The academic highlight was his 30-page research project on living-wage campaigns and their potential effect on Hamilton. But Kerman had “an ulterior motive” for coming to McMaster, he explains. He had a passion for singing and playing guitar, and knew that Hamilton had given many great rock musicians their start. “Going away to school was a great opportunity to start a band,” Kerman said.

His experience points to a vital part of university life that can be overlooked in the drive to find the perfect academic fit. At McMaster Kerman found students who shared his aims and interests; he found kindred musical spirits. A little more than five years ago, they formed a band called Arkells, named after a campus-area street.

Kerman met guitarist Mike DeAngelis at a Welcome Week event.
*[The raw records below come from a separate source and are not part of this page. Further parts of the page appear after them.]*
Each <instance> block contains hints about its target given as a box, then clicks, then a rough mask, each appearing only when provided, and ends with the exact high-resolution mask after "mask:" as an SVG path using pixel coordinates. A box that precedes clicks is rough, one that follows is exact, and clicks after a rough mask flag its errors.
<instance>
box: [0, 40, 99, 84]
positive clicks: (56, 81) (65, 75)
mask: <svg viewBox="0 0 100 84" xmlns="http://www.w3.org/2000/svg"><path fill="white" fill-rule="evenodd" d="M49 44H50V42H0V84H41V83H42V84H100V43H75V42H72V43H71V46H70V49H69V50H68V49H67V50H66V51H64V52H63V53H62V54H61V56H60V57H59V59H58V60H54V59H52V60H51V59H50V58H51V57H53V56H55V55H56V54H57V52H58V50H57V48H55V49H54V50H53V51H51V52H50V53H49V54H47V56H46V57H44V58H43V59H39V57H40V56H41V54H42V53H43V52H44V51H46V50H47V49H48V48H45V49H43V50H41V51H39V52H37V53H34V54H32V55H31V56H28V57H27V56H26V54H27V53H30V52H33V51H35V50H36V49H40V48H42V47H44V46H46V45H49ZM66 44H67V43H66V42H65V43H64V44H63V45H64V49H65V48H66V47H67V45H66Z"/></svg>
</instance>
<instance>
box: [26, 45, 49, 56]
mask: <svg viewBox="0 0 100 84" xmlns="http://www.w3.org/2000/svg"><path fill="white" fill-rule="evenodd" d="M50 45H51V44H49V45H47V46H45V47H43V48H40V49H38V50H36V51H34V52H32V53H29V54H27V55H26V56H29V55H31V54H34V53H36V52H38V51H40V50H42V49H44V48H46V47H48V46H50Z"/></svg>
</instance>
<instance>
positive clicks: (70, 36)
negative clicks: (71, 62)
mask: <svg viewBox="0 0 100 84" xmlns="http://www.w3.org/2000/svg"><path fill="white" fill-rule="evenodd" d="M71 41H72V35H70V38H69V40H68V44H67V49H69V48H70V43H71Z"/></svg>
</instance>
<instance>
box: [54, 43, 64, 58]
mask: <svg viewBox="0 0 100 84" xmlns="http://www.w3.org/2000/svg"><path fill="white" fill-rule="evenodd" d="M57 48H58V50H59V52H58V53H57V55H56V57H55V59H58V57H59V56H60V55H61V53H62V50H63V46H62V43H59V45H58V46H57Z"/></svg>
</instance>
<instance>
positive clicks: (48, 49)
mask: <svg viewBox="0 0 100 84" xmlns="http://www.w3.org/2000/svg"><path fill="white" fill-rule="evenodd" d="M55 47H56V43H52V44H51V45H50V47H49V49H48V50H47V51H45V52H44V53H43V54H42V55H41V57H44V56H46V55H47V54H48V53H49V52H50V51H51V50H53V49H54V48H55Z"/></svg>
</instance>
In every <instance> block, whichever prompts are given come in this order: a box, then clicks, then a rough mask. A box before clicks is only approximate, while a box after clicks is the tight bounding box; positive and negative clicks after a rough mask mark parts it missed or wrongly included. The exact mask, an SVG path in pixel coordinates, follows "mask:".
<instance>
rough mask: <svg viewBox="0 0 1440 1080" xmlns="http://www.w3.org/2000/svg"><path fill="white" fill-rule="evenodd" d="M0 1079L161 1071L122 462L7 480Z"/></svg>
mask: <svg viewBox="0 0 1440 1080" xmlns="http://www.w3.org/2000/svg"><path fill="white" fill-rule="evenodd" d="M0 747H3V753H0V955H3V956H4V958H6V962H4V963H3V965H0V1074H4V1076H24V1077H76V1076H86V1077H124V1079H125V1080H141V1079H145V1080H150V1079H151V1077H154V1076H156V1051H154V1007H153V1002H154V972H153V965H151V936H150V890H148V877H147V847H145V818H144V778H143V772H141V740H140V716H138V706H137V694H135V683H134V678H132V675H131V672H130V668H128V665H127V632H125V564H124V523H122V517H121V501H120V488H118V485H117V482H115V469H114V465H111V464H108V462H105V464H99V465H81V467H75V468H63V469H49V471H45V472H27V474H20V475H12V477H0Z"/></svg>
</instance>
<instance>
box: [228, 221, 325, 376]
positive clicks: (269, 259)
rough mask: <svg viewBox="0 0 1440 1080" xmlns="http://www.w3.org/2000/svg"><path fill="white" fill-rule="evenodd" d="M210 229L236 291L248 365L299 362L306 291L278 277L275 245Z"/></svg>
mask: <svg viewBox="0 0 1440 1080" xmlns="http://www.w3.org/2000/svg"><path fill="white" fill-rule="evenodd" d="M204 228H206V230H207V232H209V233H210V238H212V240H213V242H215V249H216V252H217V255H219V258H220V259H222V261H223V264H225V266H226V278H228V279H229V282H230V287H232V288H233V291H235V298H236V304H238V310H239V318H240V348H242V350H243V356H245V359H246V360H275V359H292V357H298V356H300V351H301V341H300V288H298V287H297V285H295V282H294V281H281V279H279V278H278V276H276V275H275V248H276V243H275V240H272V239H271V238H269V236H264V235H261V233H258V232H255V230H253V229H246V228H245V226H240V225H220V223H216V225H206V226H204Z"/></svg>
The two started talking about bands and soon found they had identical taste in new music.

“I told him he was in the band,” Kerman recalls, even though the band had yet to become a reality. The next day while walking around campus, Kerman met bassist Nick Dika, who was immediately recruited. Another McMaster student joined – keyboardist Dan Griffin – and he brought in drummer Tim Oxford to complete the group.

Between them, the band members took plenty of political science classes, education which informs their song writing (“Ballad of Hugo Chavez” hit many of radio's top 10 lists).

The band quickly earned critical acclaim for clever lyrics, energetic live shows and a “catchy, raw and unbridled” rock sound – plus a slew of awards, a Juno win for New Group of the Year and coveted gigs at Vancouver's Cultural Olympiad.

Playing local clubs, writing an album's worth of material and keeping up good marks, band members developed a strong sense of place. They named their debut record Jackson Square, after the downtown shopping centre. And “although none of us grew up in Hamilton, the band was born here,” Kerman says. “We are proud to identify ourselves as a Hamilton band.”